Toni Morrison's "Beloved"

The novel is a brutal indictment of slavery. Its protagonist, Sethe, a runaway slave, tries to kill her children when their owner catches up with them, and she succeeds in killing a daughter. Beloved haunts Sethe's house 124, first as a ghost, and then, when Paul D, Sethe's fellow slave at Sweet Home, chases it out, returns in person. And so the plot itself embodies the novel's truth: slavery is not over even when it is over. Its horrific effects continue to lash the freed, who will never be free.

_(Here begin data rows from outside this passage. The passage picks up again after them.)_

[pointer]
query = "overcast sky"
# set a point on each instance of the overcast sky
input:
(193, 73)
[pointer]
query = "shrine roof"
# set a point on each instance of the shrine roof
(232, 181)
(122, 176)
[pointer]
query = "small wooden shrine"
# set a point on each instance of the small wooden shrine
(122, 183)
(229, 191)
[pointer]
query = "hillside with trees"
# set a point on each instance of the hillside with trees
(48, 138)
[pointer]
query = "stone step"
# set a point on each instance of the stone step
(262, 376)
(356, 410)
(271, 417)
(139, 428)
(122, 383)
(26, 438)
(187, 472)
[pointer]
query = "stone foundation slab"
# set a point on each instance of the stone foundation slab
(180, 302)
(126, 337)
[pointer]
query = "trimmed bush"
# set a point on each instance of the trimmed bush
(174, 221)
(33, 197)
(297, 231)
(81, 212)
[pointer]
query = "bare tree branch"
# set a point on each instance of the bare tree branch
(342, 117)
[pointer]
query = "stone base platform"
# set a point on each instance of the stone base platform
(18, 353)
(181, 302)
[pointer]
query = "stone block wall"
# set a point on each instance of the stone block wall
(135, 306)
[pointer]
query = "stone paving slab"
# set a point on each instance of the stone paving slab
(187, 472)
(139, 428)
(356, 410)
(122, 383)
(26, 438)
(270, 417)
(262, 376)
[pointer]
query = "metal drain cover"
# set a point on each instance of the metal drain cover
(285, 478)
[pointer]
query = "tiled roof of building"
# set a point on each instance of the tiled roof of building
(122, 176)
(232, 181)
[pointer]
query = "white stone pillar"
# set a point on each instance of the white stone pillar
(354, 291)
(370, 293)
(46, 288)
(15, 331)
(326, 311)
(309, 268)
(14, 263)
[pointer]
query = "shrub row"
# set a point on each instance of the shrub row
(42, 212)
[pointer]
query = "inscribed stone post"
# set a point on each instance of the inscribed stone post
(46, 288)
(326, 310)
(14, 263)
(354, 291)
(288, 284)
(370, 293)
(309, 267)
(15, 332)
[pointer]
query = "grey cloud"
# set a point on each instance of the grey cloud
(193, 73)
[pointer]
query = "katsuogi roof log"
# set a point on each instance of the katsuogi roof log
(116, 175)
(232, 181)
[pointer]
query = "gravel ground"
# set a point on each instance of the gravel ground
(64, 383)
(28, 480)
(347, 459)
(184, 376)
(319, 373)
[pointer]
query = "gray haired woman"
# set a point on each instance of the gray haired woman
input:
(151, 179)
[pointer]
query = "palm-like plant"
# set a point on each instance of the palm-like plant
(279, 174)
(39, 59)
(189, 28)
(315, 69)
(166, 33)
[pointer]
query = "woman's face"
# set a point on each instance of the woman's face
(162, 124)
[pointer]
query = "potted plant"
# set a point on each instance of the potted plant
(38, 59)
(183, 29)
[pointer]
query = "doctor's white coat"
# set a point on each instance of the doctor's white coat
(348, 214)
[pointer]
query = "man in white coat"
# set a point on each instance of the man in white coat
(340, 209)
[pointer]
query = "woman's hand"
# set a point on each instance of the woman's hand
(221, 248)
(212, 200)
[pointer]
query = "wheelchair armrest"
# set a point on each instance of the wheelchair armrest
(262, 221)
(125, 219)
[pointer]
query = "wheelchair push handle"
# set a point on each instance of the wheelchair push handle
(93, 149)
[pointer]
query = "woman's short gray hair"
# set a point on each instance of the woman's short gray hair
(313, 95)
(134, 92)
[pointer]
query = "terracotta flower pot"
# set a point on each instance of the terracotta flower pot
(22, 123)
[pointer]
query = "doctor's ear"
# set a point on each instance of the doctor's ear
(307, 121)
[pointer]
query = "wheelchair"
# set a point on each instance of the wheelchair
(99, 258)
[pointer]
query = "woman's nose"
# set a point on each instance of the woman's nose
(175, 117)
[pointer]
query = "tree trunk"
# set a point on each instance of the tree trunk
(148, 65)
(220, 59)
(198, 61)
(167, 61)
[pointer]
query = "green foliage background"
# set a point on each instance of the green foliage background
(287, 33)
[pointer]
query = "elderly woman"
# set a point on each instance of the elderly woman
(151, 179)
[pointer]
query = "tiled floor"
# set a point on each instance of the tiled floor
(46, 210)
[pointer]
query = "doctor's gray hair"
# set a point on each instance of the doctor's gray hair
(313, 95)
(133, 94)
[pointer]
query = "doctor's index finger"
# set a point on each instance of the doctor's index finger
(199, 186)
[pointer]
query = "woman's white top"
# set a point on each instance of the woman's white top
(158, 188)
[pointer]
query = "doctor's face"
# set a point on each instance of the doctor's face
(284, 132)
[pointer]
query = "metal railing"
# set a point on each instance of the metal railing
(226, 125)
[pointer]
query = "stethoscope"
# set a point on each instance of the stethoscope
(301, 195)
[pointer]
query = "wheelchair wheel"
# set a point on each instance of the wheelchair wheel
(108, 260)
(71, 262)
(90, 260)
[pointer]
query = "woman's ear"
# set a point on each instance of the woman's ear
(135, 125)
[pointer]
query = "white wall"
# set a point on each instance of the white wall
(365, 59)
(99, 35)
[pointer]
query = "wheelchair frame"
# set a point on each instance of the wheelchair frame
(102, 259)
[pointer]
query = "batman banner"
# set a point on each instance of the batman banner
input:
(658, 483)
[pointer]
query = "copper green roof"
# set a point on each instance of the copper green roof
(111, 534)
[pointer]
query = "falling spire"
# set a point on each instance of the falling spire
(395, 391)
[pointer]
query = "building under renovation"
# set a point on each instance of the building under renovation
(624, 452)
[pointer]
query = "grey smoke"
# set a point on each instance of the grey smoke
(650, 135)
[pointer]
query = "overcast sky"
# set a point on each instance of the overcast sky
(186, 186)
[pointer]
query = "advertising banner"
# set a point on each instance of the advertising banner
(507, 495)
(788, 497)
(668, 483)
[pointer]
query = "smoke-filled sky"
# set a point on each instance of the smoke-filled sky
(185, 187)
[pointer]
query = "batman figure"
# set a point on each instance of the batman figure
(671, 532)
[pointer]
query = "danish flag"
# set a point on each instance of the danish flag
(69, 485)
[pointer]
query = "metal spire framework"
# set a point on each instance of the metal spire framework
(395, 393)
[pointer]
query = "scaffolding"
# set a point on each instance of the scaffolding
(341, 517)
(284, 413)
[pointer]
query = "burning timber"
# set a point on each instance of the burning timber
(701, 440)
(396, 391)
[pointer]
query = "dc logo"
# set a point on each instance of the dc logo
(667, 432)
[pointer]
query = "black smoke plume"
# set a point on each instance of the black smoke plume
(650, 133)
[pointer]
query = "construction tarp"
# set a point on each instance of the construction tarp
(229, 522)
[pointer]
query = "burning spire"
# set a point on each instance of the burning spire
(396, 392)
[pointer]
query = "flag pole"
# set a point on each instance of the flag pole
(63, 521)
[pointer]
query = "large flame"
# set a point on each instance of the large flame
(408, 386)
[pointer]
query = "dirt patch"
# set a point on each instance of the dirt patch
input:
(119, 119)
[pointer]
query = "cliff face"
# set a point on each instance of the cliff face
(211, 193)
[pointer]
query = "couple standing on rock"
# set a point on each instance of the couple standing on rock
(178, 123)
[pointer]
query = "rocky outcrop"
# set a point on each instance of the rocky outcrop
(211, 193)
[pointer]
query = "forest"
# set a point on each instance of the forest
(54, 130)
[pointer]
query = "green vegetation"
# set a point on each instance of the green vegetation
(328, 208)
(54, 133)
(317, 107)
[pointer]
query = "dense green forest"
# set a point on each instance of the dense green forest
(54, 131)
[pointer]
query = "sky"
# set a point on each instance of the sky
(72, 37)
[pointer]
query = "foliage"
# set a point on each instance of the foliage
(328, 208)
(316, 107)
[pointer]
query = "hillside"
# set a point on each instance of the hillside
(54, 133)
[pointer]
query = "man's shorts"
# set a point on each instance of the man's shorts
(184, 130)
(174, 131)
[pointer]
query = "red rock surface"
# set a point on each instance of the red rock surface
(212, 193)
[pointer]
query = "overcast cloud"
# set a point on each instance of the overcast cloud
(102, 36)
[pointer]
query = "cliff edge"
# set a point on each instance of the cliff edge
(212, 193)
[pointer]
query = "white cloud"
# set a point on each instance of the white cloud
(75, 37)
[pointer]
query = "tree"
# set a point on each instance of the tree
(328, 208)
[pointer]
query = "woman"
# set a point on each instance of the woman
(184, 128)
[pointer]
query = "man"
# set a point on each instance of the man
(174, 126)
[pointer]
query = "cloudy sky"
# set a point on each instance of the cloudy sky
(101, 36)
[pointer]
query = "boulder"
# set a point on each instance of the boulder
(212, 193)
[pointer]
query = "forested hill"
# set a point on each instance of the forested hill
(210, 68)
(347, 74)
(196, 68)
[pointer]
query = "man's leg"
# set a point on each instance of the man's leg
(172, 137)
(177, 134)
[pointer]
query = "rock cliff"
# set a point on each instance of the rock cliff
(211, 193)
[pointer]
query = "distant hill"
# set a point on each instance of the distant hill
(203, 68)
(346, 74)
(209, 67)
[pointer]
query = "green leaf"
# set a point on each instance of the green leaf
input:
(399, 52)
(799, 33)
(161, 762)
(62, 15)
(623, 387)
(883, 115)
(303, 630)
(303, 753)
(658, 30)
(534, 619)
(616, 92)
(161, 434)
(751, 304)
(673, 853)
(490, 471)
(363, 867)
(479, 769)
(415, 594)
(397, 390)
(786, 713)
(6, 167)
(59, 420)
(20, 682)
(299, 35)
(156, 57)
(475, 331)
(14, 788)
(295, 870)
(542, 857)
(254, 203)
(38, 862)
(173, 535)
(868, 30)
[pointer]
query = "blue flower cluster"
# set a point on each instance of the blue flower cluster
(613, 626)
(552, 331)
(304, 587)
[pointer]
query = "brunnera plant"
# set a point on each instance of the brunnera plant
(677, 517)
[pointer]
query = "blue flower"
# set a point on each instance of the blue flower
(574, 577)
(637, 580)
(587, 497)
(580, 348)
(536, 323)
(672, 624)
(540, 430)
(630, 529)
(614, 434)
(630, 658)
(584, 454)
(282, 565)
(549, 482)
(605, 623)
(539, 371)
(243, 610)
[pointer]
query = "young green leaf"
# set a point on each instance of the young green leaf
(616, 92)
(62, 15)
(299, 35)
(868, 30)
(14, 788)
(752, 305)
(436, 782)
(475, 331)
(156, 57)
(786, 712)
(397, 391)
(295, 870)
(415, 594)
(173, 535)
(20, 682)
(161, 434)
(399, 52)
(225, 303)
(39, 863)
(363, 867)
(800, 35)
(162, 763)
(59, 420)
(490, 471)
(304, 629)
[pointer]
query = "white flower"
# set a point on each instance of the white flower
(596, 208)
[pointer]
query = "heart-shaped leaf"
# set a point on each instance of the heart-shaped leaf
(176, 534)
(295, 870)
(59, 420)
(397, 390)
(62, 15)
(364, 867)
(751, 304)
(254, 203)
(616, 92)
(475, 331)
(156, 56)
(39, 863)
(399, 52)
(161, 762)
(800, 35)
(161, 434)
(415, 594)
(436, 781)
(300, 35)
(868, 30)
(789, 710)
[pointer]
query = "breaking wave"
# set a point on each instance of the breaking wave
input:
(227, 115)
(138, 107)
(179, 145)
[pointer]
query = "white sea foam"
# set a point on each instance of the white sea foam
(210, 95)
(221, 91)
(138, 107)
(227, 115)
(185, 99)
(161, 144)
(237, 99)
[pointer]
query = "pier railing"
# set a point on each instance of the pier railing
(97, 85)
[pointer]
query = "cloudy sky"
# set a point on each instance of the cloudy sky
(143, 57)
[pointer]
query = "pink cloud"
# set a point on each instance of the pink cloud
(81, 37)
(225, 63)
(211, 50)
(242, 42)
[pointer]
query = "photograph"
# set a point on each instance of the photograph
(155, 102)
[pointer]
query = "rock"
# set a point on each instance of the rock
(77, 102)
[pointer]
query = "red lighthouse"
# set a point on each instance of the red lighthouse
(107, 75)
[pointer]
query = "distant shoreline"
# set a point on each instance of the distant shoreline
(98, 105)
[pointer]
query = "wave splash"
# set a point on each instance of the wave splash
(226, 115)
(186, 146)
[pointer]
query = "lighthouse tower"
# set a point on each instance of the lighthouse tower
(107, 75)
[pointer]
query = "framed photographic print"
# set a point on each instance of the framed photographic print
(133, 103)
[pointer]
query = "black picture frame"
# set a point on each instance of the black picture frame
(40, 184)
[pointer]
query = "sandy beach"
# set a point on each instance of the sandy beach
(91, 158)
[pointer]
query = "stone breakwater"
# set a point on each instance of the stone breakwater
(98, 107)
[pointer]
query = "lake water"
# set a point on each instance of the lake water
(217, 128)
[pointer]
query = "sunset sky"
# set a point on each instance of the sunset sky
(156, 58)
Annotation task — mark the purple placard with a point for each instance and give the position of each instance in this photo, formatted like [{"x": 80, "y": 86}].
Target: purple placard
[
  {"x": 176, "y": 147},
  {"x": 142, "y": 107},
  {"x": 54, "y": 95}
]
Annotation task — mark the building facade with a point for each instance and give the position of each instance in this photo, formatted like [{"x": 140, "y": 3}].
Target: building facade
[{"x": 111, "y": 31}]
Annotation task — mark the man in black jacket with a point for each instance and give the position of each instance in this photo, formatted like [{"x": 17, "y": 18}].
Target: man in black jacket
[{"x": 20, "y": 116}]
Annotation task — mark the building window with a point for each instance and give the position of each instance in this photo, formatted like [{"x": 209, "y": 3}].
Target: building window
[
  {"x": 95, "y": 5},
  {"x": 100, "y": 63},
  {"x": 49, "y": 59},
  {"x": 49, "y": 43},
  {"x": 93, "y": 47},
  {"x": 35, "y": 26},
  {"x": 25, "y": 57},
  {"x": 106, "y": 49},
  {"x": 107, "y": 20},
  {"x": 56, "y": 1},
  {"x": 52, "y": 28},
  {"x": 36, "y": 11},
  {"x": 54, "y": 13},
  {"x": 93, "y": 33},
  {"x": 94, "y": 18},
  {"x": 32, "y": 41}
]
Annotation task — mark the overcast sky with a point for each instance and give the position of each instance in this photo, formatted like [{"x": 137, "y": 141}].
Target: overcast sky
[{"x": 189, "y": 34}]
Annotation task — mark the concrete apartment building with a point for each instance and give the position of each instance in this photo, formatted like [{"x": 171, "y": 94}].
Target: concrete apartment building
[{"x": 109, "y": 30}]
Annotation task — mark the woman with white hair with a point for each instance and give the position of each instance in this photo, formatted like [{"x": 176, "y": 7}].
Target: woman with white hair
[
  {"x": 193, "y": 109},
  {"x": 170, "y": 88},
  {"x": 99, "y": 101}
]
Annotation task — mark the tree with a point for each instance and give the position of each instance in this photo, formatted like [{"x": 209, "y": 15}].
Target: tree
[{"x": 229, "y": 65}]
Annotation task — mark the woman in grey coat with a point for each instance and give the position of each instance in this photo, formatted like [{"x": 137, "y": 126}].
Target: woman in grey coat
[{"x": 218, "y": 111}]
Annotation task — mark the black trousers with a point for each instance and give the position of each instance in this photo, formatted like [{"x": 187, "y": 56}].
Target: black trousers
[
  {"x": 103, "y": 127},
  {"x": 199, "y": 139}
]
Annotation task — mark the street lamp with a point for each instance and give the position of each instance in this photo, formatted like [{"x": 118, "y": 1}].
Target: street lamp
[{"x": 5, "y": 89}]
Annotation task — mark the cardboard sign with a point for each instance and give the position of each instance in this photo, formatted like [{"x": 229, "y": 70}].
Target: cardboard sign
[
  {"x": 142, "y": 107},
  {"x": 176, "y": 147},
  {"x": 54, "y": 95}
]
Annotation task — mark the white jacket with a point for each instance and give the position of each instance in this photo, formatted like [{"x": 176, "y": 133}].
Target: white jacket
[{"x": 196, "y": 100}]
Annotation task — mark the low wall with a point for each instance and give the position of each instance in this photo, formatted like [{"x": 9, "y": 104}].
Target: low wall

The novel moves by visiting and revisiting the past, as one character, and then another, recalls ("rememories") their enslaved life at Sweet Home, their escape, their attempt to live as freed slaves (to lay down the sword and shield, as the novel puts it). Common memories, of great pain and sorrow, bind those who share them, and exclude those who don't. Different memories delineate the different experiences of men and women, and so encompass different kinds of savagery. Sethe giving birth to Denver in the open, with the help of a poor white girl. Paul D working in a chain gang. Baby Suggs, Sethe's mother-in-law, freed by her son's permanent enslavement. Stamp Paid giving up his wife to his master's son.

The one memory that sets Sethe apart from all the others is the memory of killing Beloved. The drama in the novel lies not only in her struggle with that memory, but also in the struggle of the others with the fact of the deed. Paul D, a figure from the common past, appears to offer Sethe a way out of that past, but he could not accept her when he learns of her deed. When he does accept her, at the end of the novel, I do not understand how he could have done so. The plot offers no reason. Perhaps he rejected her at first out of guilt for sleeping with Beloved. But that diminishes the moral disgust he expressed over the murder, and the more diminished the romantic obstacle is, the less noble and satisfying the final reconciliation. The ending of the novel strikes me as wishful thinking. The man, who fucked her dead daughter, who abandoned her, walks right back into the house and saves the dying woman.

My other reservation is inextricable from the aesthetic power of the book. In externalizing the consequences of Sethe's murder, through the figure of Beloved, the novel shows how actual our struggle with the past is. The novel loses by that means, however, the opportunity to depict the flickering light of consciousness. The drama is outside, not inside. Beloved is finally exorcised by a group of praying women, and not by any subtle but vital change of mind. When the characters speak of their inside, they "rememory" in the form of already coherent narratives. That is why the four brief "chapters" written in stream-of-consciousness technique stick out. They are not organic to the more traditional storytelling in the rest of the novel.

They are also not organic to the novel's dominant view of people, that people are moral beings, rather than psychological beings. At its least subtle that moral perspective creates unbelievable innocents like Halle, who buys his mother's freedom by paying a lifetime of Sunday work. Most of the time, however, that moral perspective is capable of fine distinctions. For instance, the Garners, owners of Sweet Home, may treat their slaves benevolently, but they are still masters of that universe. The moral perspective at work is consonant with the moral question of Sethe's infanticide, as well as the moral condemnation of slavery. Having chosen such a focus and such an intention, the novel, in adopting a moral perspective, is only being true to its focus and intention. To depict in a psychological manner the white schoolteacher who bridled Paul D's mouth with iron, lynched Paul A, burned Sixo to death would have muddied the moral purpose of the novel; it would offend our moral sense. That is the difficulty of approaching the topic of slavery any other way.

Comments

John Guzlowski said…
Hi, Jee, I found you through goodreads and tracked you down to your blog. You have so much great stuff here. I was going through your pub links and noted the one from crab orchard review (I've published there too.). I clicked and went to the submissions page! I thought I would let you know.

Now I'm going back to your pubs. Thanks.
Jee Leong said…
Hi John,
Thanks for finding me in the electronic wilderness. Always good to hear a companionable voice.